Insomnia (having difficulty falling asleep or staying asleep) is common, with about one in five people reporting sleep problems in the previous year. Insomnia can lead to daytime fatigue, distress, daytime functioning disorders and reduced quality of life. It is associated with increased mental health problems, drug and alcohol abuse and increased use of health services. Management depends on the duration and nature of the sleep problems. It may involve: treatment of coexisting medical problems; advice on sleep habits and lifestyle (called sleep hygiene); drugs and psychotherapies such as cognitive behavioural therapy (CBT, which is a speech-based therapy).
Drugs called hypnotics (for example, temazepam and drugs Z[a group of non-benzodiazepines]) are most commonly used to treat insomnia and are known to help sleep, but may have problems such as tolerance (needing to take more of a drug to achieve the same effect) and dependence (having physical or mental problems if taking the drug is stopped). The guidelines recommend the use of hypnotics only in the short term (two to four weeks). However, millions of people around the world take hypnotic drugs over long periods of time.
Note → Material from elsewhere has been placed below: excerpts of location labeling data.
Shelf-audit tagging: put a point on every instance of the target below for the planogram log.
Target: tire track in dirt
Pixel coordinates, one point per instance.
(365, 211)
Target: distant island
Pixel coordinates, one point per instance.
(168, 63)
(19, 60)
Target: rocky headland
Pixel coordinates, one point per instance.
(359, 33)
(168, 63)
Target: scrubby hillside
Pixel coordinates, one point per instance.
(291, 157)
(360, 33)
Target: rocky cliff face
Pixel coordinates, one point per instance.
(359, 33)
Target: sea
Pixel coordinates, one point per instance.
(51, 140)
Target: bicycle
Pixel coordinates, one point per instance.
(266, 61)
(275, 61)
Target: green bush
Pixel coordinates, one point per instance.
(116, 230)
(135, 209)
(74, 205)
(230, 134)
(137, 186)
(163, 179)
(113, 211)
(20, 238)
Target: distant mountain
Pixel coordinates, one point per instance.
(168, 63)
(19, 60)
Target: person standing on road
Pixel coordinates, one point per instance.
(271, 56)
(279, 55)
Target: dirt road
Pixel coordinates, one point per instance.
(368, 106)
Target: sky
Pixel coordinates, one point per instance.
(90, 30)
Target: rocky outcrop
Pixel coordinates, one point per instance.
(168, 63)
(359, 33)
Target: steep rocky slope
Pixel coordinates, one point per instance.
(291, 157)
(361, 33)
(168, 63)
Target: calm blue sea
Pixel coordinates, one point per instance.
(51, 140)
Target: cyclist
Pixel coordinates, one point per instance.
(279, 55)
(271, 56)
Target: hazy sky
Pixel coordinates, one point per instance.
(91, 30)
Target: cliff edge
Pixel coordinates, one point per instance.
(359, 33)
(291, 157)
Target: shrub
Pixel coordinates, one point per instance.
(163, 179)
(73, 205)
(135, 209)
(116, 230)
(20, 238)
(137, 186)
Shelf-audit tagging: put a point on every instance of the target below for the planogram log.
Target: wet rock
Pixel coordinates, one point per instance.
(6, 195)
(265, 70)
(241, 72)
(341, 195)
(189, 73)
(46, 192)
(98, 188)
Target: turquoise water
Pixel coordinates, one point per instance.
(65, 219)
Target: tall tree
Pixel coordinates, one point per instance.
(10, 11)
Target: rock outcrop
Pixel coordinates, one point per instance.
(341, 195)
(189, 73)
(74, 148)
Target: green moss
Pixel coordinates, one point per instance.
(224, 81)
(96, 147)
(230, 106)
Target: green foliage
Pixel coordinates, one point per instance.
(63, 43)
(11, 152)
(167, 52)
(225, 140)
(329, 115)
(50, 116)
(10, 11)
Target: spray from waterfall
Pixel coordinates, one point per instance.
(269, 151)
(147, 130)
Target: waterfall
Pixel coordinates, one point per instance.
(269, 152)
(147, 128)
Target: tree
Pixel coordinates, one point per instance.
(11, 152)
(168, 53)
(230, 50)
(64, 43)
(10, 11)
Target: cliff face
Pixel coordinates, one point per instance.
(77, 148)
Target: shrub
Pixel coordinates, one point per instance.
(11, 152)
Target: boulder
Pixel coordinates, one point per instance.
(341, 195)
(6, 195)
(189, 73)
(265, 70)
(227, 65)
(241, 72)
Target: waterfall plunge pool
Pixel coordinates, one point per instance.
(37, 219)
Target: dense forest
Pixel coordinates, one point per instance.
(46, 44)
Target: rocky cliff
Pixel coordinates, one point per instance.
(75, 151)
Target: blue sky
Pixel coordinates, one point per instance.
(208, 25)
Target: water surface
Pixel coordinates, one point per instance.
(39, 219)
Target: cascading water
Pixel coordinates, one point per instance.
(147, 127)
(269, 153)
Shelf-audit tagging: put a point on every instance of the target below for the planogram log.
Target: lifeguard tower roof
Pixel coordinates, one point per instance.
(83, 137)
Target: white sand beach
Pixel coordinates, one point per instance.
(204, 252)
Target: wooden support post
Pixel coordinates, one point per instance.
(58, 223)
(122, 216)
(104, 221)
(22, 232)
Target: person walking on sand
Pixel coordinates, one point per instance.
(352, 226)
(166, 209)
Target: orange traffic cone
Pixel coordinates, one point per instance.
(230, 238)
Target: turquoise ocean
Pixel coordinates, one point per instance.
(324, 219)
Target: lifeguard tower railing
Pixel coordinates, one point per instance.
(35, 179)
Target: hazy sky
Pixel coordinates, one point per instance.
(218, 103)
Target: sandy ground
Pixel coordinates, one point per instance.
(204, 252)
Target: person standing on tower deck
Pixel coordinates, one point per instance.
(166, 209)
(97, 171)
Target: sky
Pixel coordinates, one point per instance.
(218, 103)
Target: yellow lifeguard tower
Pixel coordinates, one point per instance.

Antidepressants are widely prescribed for insomnia although they are not approved for this use and the evidence of their effectiveness is not definitive. This could be related to concerns about hypnotic drugs. Psychotherapies such as CBT are known to help treat insomnia, but their availability is limited. As a result, alternative medications, such as antidepressants (used to treat depression) and antihistamines (used to treat allergies), are sometimes tried. It is important to evaluate data on the unapproved use of these drugs.
Who might be interested in this review?
People with sleep disorders and their doctors will be interested in this review to better understand the research evidence and allow informed decision-making regarding the use of antidepressants to treat insomnia.
What questions does this review seek to answer?
The objective was to determine the efficacy of antidepressants in the treatment of insomnia in adults, their safety and possible side effects.
What studies did we include in the review?
We included randomized controlled trials (clinical studies in which people are randomized to two or more treatment groups; these trials provide the most reliable and highest-quality data) in adults diagnosed with insomnia. People could suffer from other pathologies (comorbidities) in addition to insomnia. We included all doses of antidepressant (but no association with any other antidepressant) compared to placebo (dummy treatment), other insomnia drugs (e.g. benzodiazepines or Z drugs), another antidepressant, a waiting list control group or “usual treatment”.
What does the evidence from this review tell us?
We reviewed 23 studies involving 2806 people with insomnia. In general, the data were of poor quality due to the small number of people recruited into the studies and problems with the way the studies were conducted and reported. Often, we were unable to combine the results of individual studies. There was poor evidence for short-term use (i.e., weeks rather than months) of some antidepressants. There was no evidence in favour of amitriptyline, an antidepressant commonly used in clinical practice, or in favour of long-term use of antidepressants for insomnia. The evidence did not support the current clinical practice of prescribing antidepressants for insomnia.
What should happen next?
High quality trials on antidepressants in the treatment of insomnia are required to provide better evidence to inform clinical practice. In addition, health professionals and patients should be informed of the lack of evidence in favour of antidepressants commonly used in the management of insomnia.